Providers should not allow external forces to dictate the adoption of their advanced specialized testing, especially since with the rapid introduction and improvements to diagnostic testing, an external panel of physicians who often lack relevant expertise cannot be expected to keep pace with the efficacy of new tests. To this day, AHRQ, an entity that many payors, including CMS, often look to for guidelines, still lists the level of evidence for BRCA testing as fair because there have not been traditional randomized clinical trials. Guideline inclusion is slow to catch up with true clinical practice and is often influenced by political self interests between physician specialties. Providers themselves have the best and latest information on both theirs and competing assays and should stand behind their products and be willing to take risk on pricing in order to both educate the payor community and the ordering physician regarding the value of their services. That means assuring that the service is ordered appropriately and charging for it based on its value. Specialty labs have been very successful at educating payors regarding the optimal use of their assays and negotiating the elimination of costly prior authorization processes, by providing ordering guidelines to physicians that truly reflect optimal use of the test and how best to place it on the diagnostic continuum. This coupled with negotiating pricing that goes down if the assay proves to be less effective than expected and up if it demonstrates patient and cost effectiveness in longitudinal studies, will put the lab provider with the best assay at an advantage and in the driver’s seat.

Technology is the equalizer that has not only disrupted the healthcare continuum, but also allows us to achieve the delivery of prompt and meaningful decision support to the physician’s desk top. This continuing advancement and our ability/desire to integrate with other systems will allow us to achieve as a whole what could not possibly be done independently by any given entity. Despite our reluctance and belated establishment and adoption of standards (5010, ICD-10, LOINC, CPT, HIT, SaaS, PaaS) as an industry, our very existence as viable businesses now depends on a fully cooperative network.
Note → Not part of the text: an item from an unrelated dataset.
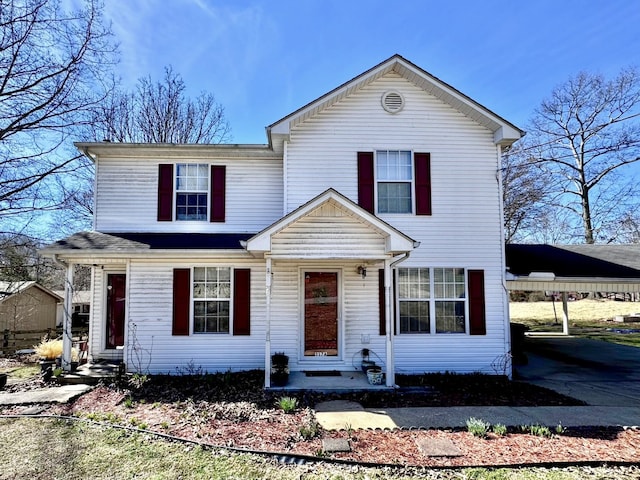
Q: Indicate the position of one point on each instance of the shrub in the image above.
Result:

Selecting internal technology platforms that allows each provider to deliver its expert content through web services connectivity to the point of service allows the provider to facilitate proper use of diagnostic services while providing physicians with decision support criteria (developed in partnership between providers and payors) that optimize quality of care and value in the healthcare dollar. Aligned incentives between payors and providers have the best opportunity to deliver the promise of personalized medicine.